Minimal İnvazif Kardiyak Cerrahide Anestezi Deneyimlerimiz
Mehmet Can Özbaş, İpek Bostancı,
T.c Sağlık Bakanlığı Sağlık Bilimleri Üniversitesi Bakırköy Dr. Sadi Konuk Eğitim Ve Araştırma Hastanesi
Günümüzde kardiyak cerrahide minimal invaziv tekniklerin kullanımı cerrahi travmayı azaltması, yaşam kalitesini artırması, kozmetik sonuçlarının daha iyi olması, postoperatif dönemde daha az ağrılı olması, erken derlenme ve operatif mortaliteyi azaltması nedeniyle giderek yaygınlaşmaktadır. Bu çalışmanın amacı kliniğimizde minimal invaziv kardiyak cerrahide kullanılan anestezi tekniğini ve bu cerrrahi yöntemin erken dönem sonuçlarını incelemektir. Mart 2017 - Eylül 2018 tarihleri arasında Bakırköy Dr.Sadi Konuk Eğitim ve Araştırma Hastanesinde kapak patolojisi sebebiyle minimal invaziv cerrahi uygulanan sağ ve sol torakotomi ile kardiyopulmoner pompa eşliğinde gerçekleşen 17 açık kalp cerrahisi vakasının verileri retrospektif olarak değerlendirildi.

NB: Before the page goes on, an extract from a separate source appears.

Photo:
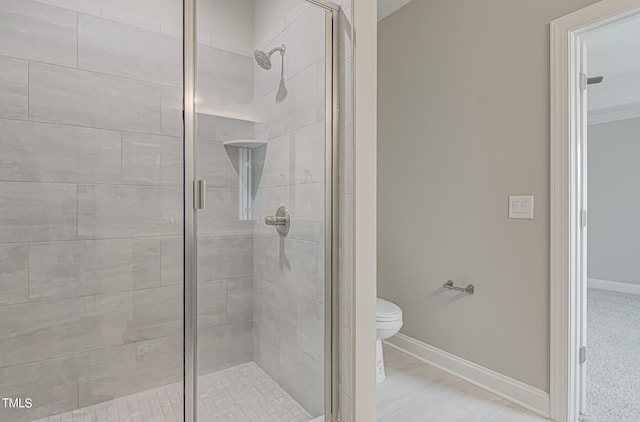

Yöntemler Hastaların standart olarak EKG, NIABP, IABP, sPO2, anestezi derinliği (BIS, PSI) ve serebral oksijenasyon (rSO2) monitörizasyonunun sonrası midazolam, fentanil ve roküronyum ile indüksiyonun ardından çift lümenli tüp ile orotrakeal entübe edildi. Tek akciğer ventilasyonu yapıldı. Entübasyon sonrası transözefagial eko(TEE) uygulandı. Hastaların demografik özellikleri, peroperatif kan transfüzyonu ihtiyaçları, postoperatif komplikasyonları, yoğun bakım ve hastanede kalış süreleri ve mortaliteleri kaydedildi. Bulgular Minimal invazif cerrahi geçiren 17 hastada postoperatif yoğun bakım ünititesinde kalış süresi ortalama 2.94 gün, postoperatif hastanede kalış süresi ortalama 3.76 gün olarak kaydedildi. Yaş ortalaması 45,1‘dir. Minimal invaziv AVR operasyonu yapılan bir hastada infektif endokardit tanısıyla reoperasyon görüldü. Bir hasta serebral iskemik enfarkt tanısıyla nöroloji takibine alındı. Bir hastamız akciğer herniasyonu nedeniyle postoperatif 15. ayda opere oldu. Postoperatif yara yeri enfeksiyonu görülmedi . Yara yeri enfeksiyonu nedeniyle reopere edilen hastamız olmadı. 14 hastada ortalama peroperatif 1,2 ünite eritrosit ve 2,1 ünite tdp replasmanı yapıldı . Sonuç Minimal invazif cerrahi teknikleri güvenli ve uygulanabilir tekniklerdir. Bu tekniğin kısa dönem sonuçları olumludur. Uygun hastalarda yapılan minimal invaziv yöntemler, postoperatif mekanik ventilasyon, yoğun bakım ünitesi ve hastanede kalıs¸ sürelerini kısaltır ve peroperatif kan ürünü kullanım oranını azaltır. Cerrahi teknik minimal olsa da, anestezi yönetimi daha komplike olabilmektedir. Yöntem belirlenmesinde önemli kriterlerden biri uygun hasta seçimidir.